Aus der Antwort des Bundesverkehrsministeriums auf eine weitere parlamentarische Anfrage der Grünen geht hervor, dass schon seit Jahresende 2010 bei der technischen Gebäudeausrüstung erstmals Verzögerungen entstanden. "Seit Mitte 2011 sind infolge der Erweiterung der Entrauchungsanlage bei den Brandschutzanlagen Bauablaufstörungen entstanden", heißt es. Entgegen der Erwartungen der Flughafengesellschaft hätten diese Probleme nicht durch Umstellungen der Bauabläufe und Beschleunigungen hinreichend beseitigt werden können.

Kenntnis der Probleme

Zudem soll pg bbi "als gesamtverantwortliche Generalplaner und Koordinator der Baustelle im Januar 2012 als Kompensation des eingetretenen Bauverzugs den Vorschlag einer Halbautomatisierung der Entrauchungsanlage" gemacht habe. Demnach war damals schon die später als "Mensch-Maschine-Schnittstelle" bekannt gewordene Lösung im Gespräch. Zumindest in der Brandenburger Staatskanzlei hätte man darüber Bescheid wissen müssen. Denn sie war ab Ende Februar an der Task Force Brandschutz beteiligt und folglich in den "Informationsaustausch hinsichtlich des Interimskonzepts" eingebunden. Für Brandenburg sitzen unter anderem Ministerpräsident Platzeck und Wirtschaftsminister Ralf Christoffers (Linke) im Aufsichtsrat. Sie wollen aber bei der Aufsichtsratssitzung am 20. April erstmals von der später hoch umstrittenen Zwischenlösung gehört haben.

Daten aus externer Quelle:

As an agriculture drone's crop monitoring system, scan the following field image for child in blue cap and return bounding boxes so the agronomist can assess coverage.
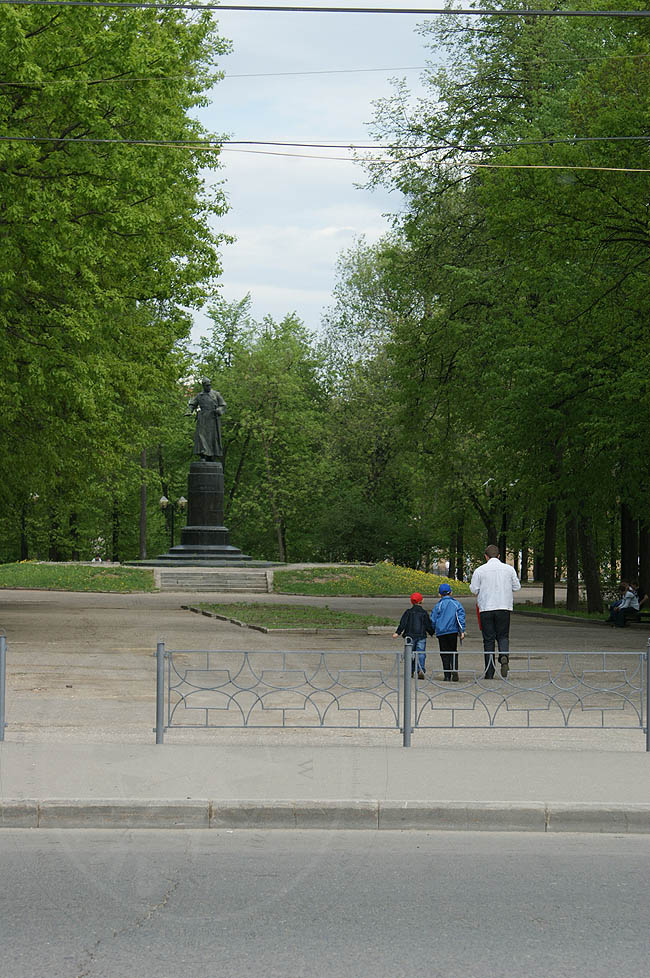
[431,584,465,683]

In Berlin treffen sich am heutigen Mittwoch die Gesellschafter des Flughafens, um über den Jahresabschluss für das Geschäftsjahr 2011 zu beraten. Im Vorfeld war spekuliert worden, ob dabei auch die formelle Entlastung der Geschäftsführung und des Aufsichtsrats erfolgen soll. Dies wurde allerdings nicht bestätigt. Dabei geht es um die Frage, ob die Verantwortlichen möglicherweise persönlich für die Probleme am BER haftbar gemacht werden können. So fordern mehrere Oppositionspolitiker den Rücktritt von Flughafenchef Rainer Schwarz. Bislang wurde er noch nicht formal entlastet. Theoretisch könnte die Gesellschaft bei entsprechenden Indizien gegen ihn Schadenersatzansprüche wegen etwaiger Pflichtverletzungen geltend machen.